Когда же он начинал говорить, в его лице являлась твёрдая и гордая уверенность того необыкновенного ума, который умел распутывать самые сложные вопросы, овладевать ими и представлять в таком виде, в каком ему было желательно изложить их своим слушателям; глаза горели не тёплым светом воодушевления, но ярким, светлым огнём проницательного, анализирующего разума; слова следовали друг за другом с удивительной правильностью и логичностью или с удивительною силой поражали противника в диалектической борьбе; он никогда не овладевал сердцами слушателей, он покорял их рассудок.
Императрица протянула Руэру стройную белую ручку, которую тот почтительно поцеловал. Потом, по знаку императрицы, сел напротив неё.

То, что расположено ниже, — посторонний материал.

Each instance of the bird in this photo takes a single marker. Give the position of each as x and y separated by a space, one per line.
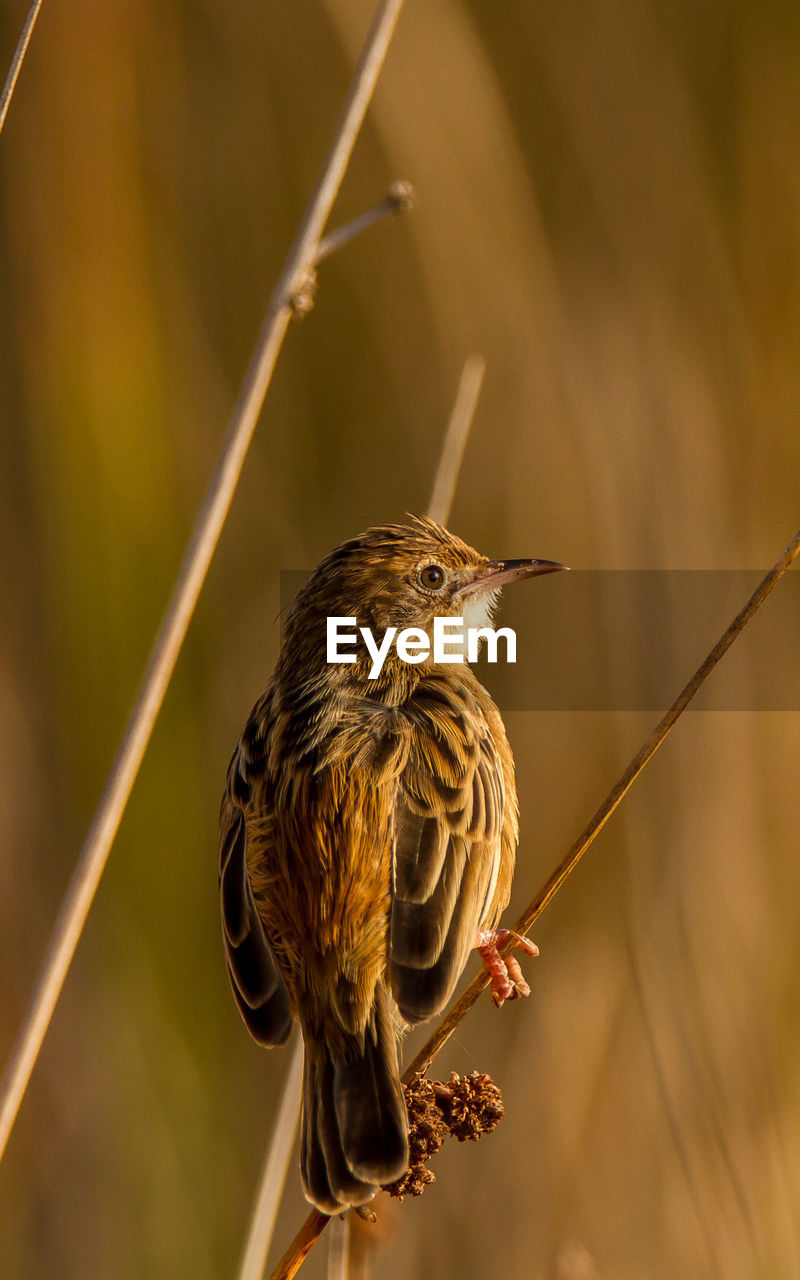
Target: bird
368 841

— Ваше величество дали мне знать, — сказал он, — что позволяете мне засвидетельствовать вам свою преданность, — от всего сердца благодарю за эту милость.
Евгения с улыбкой взглянула на него.
— С другим человеком, — сказала она, — я поискала бы предлог, чтобы выразить ему то, что именно хотела сказать, с вами же, дорогой Руэр, это бесполезно, вы тотчас смекнёте. Поэтому я прямо выскажу, зачем пригласила вас.

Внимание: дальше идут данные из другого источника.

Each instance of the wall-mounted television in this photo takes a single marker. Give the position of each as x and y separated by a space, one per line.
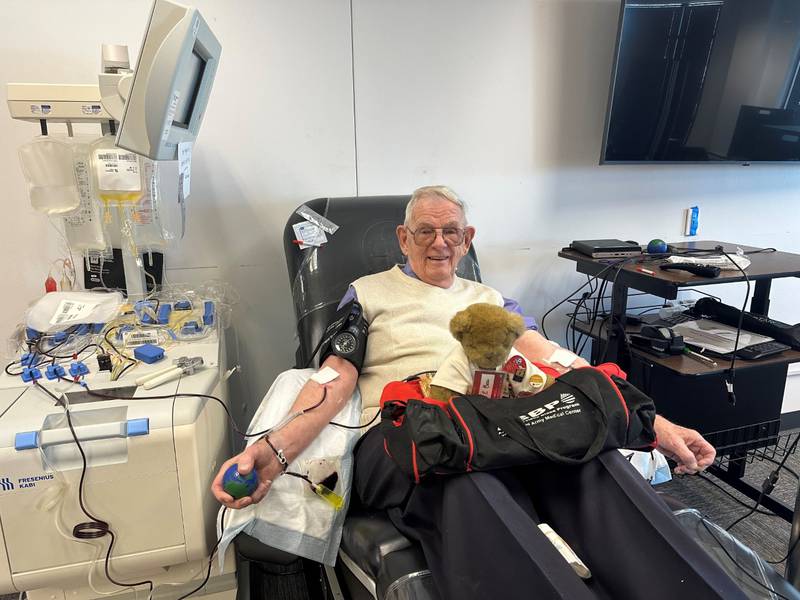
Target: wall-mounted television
705 81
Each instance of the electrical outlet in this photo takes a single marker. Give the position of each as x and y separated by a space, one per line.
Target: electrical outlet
691 221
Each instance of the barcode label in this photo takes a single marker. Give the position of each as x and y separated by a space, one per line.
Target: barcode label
139 338
69 311
117 170
129 156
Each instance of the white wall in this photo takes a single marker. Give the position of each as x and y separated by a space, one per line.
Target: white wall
503 101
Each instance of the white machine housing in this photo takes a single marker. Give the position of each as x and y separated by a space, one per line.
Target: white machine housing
152 489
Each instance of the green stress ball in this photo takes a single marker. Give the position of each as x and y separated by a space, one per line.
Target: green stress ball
657 246
238 485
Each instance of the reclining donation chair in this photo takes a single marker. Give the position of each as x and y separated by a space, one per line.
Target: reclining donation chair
375 559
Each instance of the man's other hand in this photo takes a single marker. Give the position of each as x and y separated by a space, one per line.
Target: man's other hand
257 456
685 446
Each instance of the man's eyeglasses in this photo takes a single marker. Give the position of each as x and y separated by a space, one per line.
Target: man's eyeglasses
424 236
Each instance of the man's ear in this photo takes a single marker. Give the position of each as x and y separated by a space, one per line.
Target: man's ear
402 238
469 234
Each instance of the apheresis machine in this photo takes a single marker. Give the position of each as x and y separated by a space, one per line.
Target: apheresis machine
113 408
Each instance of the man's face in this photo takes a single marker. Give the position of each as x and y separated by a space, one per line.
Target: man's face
435 261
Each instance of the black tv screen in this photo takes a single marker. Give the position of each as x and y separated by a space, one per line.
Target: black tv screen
705 81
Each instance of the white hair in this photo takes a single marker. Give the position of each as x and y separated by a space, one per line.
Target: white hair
441 191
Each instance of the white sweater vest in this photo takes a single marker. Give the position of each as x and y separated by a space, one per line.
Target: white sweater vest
409 327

— Я сочту себя счастливым, — отвечал Руэр, — если буду в состоянии служить вам в чём-либо.
— Вам известно, мой дорогой министр, — продолжала императрица, — что беспокойство опять овладело всем политическим миром. Я с ужасом слышу, что несчастный люксембургский вопрос угрожает принять дурной оборот и принудить нас к жестокой войне. Я боюсь вмешиваться в политику, это не та сфера, в которой я должна приносить пользу Франции, но, как известно, политика женщин вообще заключается в старании сохранить мир, и я желала бы содействовать, сколько могу, отказу от войны. Я настоятельно просила императора не доводить дела до крайности, и, — прибавила она с грациозной улыбкой, складывая кончики пальцев, — хотела ещё просить вас, верную опору государя, его лучшего советника, помочь мне сохранить мир; скажите своё веское слово, чтобы Франция, ещё не залечившая своих старых ран, не была принуждена вступить в новую, столь жестокую борьбу.

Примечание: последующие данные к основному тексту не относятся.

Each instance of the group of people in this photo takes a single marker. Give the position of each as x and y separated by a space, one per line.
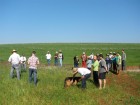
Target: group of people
18 63
96 63
58 58
100 66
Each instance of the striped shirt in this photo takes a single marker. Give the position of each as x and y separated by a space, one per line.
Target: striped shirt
33 61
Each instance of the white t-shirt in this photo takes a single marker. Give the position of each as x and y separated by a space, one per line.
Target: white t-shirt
48 56
83 71
14 58
23 59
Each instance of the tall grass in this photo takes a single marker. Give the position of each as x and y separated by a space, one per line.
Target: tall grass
71 49
50 90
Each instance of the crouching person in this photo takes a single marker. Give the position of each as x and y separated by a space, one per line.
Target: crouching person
85 74
33 61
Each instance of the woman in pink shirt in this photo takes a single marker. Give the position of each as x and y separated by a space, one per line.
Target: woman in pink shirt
33 61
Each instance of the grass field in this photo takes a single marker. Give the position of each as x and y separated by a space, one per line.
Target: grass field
123 89
70 50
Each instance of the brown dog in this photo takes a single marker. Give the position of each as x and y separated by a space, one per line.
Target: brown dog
71 81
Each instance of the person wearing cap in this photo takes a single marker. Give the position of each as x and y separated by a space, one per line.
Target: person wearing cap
56 59
102 72
23 62
107 59
89 62
48 58
14 59
33 61
85 74
95 67
76 61
84 59
123 60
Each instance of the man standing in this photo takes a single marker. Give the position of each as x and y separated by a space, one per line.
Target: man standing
85 74
95 66
33 61
14 59
84 59
123 60
119 61
23 62
48 57
102 72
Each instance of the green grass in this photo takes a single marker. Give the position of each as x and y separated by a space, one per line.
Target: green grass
49 91
71 49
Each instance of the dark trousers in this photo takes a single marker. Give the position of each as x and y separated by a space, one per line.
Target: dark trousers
95 77
84 80
123 65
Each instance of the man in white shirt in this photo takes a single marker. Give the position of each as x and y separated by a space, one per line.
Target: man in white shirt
23 62
85 74
14 59
48 57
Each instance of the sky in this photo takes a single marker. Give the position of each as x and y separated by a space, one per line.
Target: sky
69 21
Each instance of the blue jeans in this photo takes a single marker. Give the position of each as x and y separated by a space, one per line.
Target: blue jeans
84 80
15 67
34 72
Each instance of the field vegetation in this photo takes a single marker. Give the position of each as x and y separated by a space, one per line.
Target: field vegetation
123 89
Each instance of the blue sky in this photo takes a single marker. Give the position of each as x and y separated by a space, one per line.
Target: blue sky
52 21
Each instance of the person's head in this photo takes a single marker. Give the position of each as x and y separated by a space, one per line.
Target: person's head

Государственный министр с удивлением посмотрел на посерьезневшую императрицу и с почтительным вниманием слушал её до конца.
— Естественно, — ответил он, — что благородное сердце вашего величества содрогается перед ужасами войны, хотя я убеждён, что вы благословите французские знамёна, когда они отправятся за новыми лаврами для отечества.
Евгения слегка закусила нижнюю губу и на минуту опустила глаза вниз.
— И я, — продолжал Руэр не останавливаясь, — конечно, не принадлежу к числу тех, которые в своём шовинистском предубеждении видят спасение Франции только в вечной войне, в бесконечном скоплении кровавых трофеев, но я никогда не скрывал ни от императора, ни от представителей страны, что победа пруссаков при Садовой, разорвавшая все плотины европейского договорного права, щемит моё патриотическое сердце. Я настаивал тогда, чтобы император не становился между разгорячёнными противниками, как того многие требовали — не следует опускать пальца в кипяток. Я не нахожу также, чтобы та форма Германии, которая составляет конечный результат войны 1866 года, была, безусловно, вредна для Франции: скорее наша политика может извлечь многие выгоды из современного положения дел. Однако европейское равновесие существенно нарушено — этот прусский меч, обращённый, по выражению Тьера, против сердца Франции, сделался настолько крепче и острее, что, действительно, необходимо притупить его и посредством вознаграждения восстановить равновесие. То и другое достигается уступкой Люксембурга. Последний служит в руках Пруссии остриём меча, в наших же руках он будет крепким щитом. Впрочем, я не думаю, что дело дойдёт до войны — в Берлине боятся её, и если только мы станем действовать твёрдо и не уступать…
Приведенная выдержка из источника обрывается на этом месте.